Friday, November 11, 2022

SEAN PATRICK MALONEY IS RIGHT ABOUT THE MURDOCH "BLAST RADIUS"

I'm not the biggest fan of Sean Patrick Maloney, the center-leaning chairman of the Democratic Congressional Campaign Committee, whose job it was to help get House Democrats reelected but who lost his own race this year. Maloney is probably right, though, about why he lost his race, and why other New York Democrats, including Governor Kathy Hochul, lost or struggled to win, while Democrats elsewhere in the country exceeded expectations:
... look, voters in New York have been told by the News Corporation machine, principally The New York Post, that crime is the No. 1 issue. In the suburbs, it certainly had an effect. In my own race, of course, $10 million was spent echoing those themes. But it may not just be that. I don’t know.

... New York is home to the fiercest outlet in the News Corporation fear machine. In fairness to the governor, she and the rest of us have to contend with the hysteria of The New York Post and of Fox News combined. But if you look at her own race, they clearly understood they had to answer the charges and began to do so late.

We just didn’t see this problem in Pennsylvania or Michigan, or Minnesota, or Wisconsin, where Democratic statewide candidates performed very well and, of course, had positive effects down ballot.
That's from a New York Times interview. There's also this, in a separate Times story:
... the narrative that voters had largely rejected candidates aligned with Mr. Trump and his rejection of the 2020 election was shattered in New York....

Republicans flipped four House seats held by Democrats, and some of the incoming congressmen have embraced hard-right positions....

Republicans’ major gains came in Nassau County, the portion of Long Island closest to New York City. Voters there have chosen Democrats in every presidential election since 1992, and Mr. Biden won the county by 9.5 percentage points over Mr. Trump.

In the Third District in Nassau, the Democratic candidate, Robert Zimmerman, focused his campaign on the avid support that his Republican opponent, George Santos, gave to Mr. Trump. He pointed in particular to Mr. Santos’s presence in Washington on Jan. 6, 2021, when a pro-Trump mob stormed the Capitol.

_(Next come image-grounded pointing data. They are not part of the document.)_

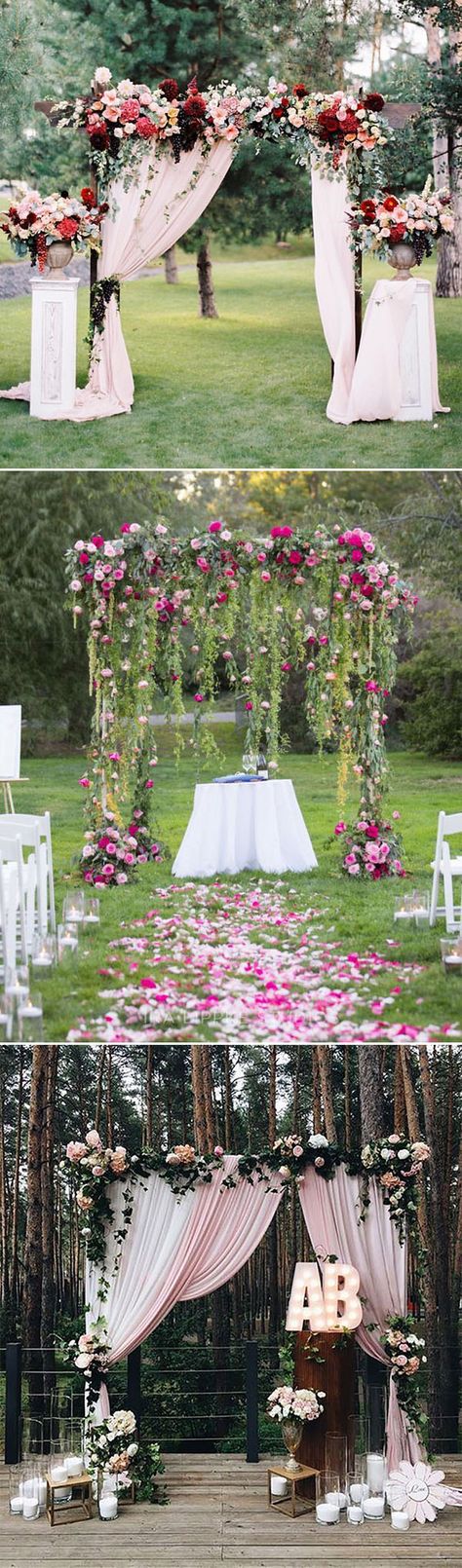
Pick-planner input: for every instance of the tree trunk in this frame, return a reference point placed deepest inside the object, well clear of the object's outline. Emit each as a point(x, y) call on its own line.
point(48, 1197)
point(324, 1061)
point(33, 1226)
point(170, 269)
point(371, 1092)
point(207, 280)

Voters still sided with Mr. Santos, a businessman who was leading Mr. Zimmerman by more than eight percentage points as of Thursday....

Further east, in a district that leans more conservative, Nicholas LaLota, the chief of staff for the Suffolk County Legislature, won the election for the First Congressional District.

Mr. LaLota’s victory followed a primary in which he trumpeted being a “trusted Trump conservative.”
And also:



The Murdoch message that crime is worse than ever -- which is laughable to those of us who accurately remember what the city was like from the 1970s through the early 1990s -- was spread by two Murdoch outlets, one of which, the Post, is read by people who aren't necessarily right-wing. It was spread by the nominally Democratic mayor of the city, Eric Adams, who was a city cop when crime was worse and should know better. And crime has always been the main focus of local TV news, even on stations that don't have a political agenda.

It's not just the right's anti-Democratic messaging, of course. The New York Democratic Party has grown complacent and wasn't ready for hard-fought race. The top public official in the state party, Governor Hochul, was an accidental governor and isn't the most compelling political motivator. And yes, there have been some unsettling and baroque crimes in the city recently (though there were unsettling crimes even in the lowest-crime years).

The Murdoch family set out to blow up the election with crime fearmongering, and there wasn't much damage except right here, where the bomb went off.